Il n'était pas prévu de procéder à une ouverture publique des offres ; le procès-verbal de cette ouverture pouvait être obtenu uniquement sur demande écrite adressée à l'adjudicateur après le 15 avril 2019.

2. Le 4 avril 2019, jour de clôture du délai pour le dépôt des offres, l'OCBA avait reçu cinq offres, dont l'une a été écartée sans que cela ne soit contesté.

Unlimited Perspective SA (ci-après : Unlimited) avait déposé une offre pour la somme totale de CHF 211'586.40 TTC, les autres offres étant de CHF 460'000.- pour la société Metaloïd SA (ci-après : Metaloïd), CHF 512'443.- et CHF 546'298.25 TTC pour la plus onéreuse.

3. Par courriel du 8 avril 2019 et à la demande de l'OCBA, Unlimited a remis l'attestation LPP requise, après quoi l'assistante administrative de l'office lui a notamment écrit « Tout est donc en ordre et votre offre est recevable ».

4. Le 6 mai 2019, Unlimited a été auditionnée par l'office. Les questions qui lui avaient été posées visaient à vérifier que certains prix annoncés comprenaient certaines variantes, que certains prix étaient aussi valables pour d'autres postes que celui strictement mentionné, que le prix annoncé correspondait aux prestations demandées et que certaines prestations étaient incluses dans le prix annoncé. Selon le procès-verbal, six questions ont été posées, lesquelles ont toutes reçues la réponse « oui » sans autre commentaire.

5. a. Par courrier électronique du 4 juin 2019 adressé à tous les candidats, l'OCBA leur a posé les questions suivantes :

« - Quel est le ratio fourniture / d'oeuvre (sic) dans le prix offert à l'article 121 [ Fourniture et pose de fenêtres selon l'intégralité des spécificités présentes dans le poste 100 ] ?

- Quel est le nom du fournisseur des cadres décrits à l'article 100 de la soumission ?

- Quel est le modèle du cadre fourni ? »

b. Le 6 juin 2019, Unlimited a répondu :

« - Fourniture 60 %, pose 40 %

- Panoramah!

- PH38 »

Elle soulignait qu'elle était l'une des seules entreprises spécialisées et dédiées uniquement au développement et à l'installation de ce type de système, et que la plupart des autres concepteurs sous-traitaient la pose des produits à des entreprises de serrurerie générale.
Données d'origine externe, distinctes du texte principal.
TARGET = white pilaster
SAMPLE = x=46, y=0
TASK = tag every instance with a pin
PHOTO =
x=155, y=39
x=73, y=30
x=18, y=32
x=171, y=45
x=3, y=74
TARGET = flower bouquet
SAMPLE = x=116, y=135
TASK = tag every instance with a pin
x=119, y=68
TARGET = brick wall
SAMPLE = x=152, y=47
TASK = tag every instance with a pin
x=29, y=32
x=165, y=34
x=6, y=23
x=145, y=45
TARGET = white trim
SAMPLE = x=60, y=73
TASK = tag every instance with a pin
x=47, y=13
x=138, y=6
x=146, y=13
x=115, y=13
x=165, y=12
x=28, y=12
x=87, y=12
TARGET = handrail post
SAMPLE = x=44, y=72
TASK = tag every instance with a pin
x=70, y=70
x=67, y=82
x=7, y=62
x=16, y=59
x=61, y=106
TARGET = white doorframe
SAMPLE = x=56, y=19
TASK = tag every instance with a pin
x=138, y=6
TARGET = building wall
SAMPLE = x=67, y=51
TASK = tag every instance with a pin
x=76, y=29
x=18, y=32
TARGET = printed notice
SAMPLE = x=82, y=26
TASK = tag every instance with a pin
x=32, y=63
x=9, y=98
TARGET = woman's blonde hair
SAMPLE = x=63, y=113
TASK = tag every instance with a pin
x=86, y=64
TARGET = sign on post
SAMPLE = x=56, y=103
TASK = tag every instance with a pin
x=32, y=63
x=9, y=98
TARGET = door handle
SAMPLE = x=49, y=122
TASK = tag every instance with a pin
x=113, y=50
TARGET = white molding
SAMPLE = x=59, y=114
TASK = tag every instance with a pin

c. De son coté, Metaloïd a répondu :

« - le ratio fourniture/main-d'oeuvre s'élève à environ 40 % pour la fourniture pour 60 % la main-d'oeuvre (personnel qualifié).

- C'est la société Suisse Vitrocsa, qui créé se profils (sic), ses ferrements et réalise l'intégralité des cadres dans leurs ateliers à Neuchâtel. Un service après-vente local, permet de garantir le bon entretien des ouvrages dans le temps.

- Le modèle fourni est la gamme TH+ testé minergie sur bancs d'essais Suisse. »

6. a. Par courrier électronique, l'OCBA a demandé à Unlimited et à deux autres candidats de bien vouloir indiquer le nombre d'heures de pose prévu pour le prix offert à l'article 121 « fourniture et pose de fenêtres selon l'intégralité des spécifications présentes dans le poste 100 » ?

b. Le 17 juin 2019, Unlimited a indiqué qu'elle avait prévu 204 heures de pose (treize journées avec une équipe de deux poseurs).

c. Metaloïd a répondu, le 26 juin 2019 :

« Suite à une évaluation sur site, étude approfondie du projet de vos demandes, dépose des vitraux existants et emballage, réalisation à l'échelle du prototype posé sur site, nous avons estimé :

-            Pose des 12 châssis fixes Vitrocsa.

-            Pose des 12 motorisations et contrepoids.

-            Pose des châssis aluminium guillotines et mise en place des 24 verres spéciaux de lourdes charges Okalux.

-            Mise en fonction, finitions.

-            Trajets.

816 heures à deux monteurs, en moyenne (soit 68 heures par fenêtre à deux) dont une grosse intervention à six poseurs pour la manipulation et pose des gros verres (compris dans les 816 heures). »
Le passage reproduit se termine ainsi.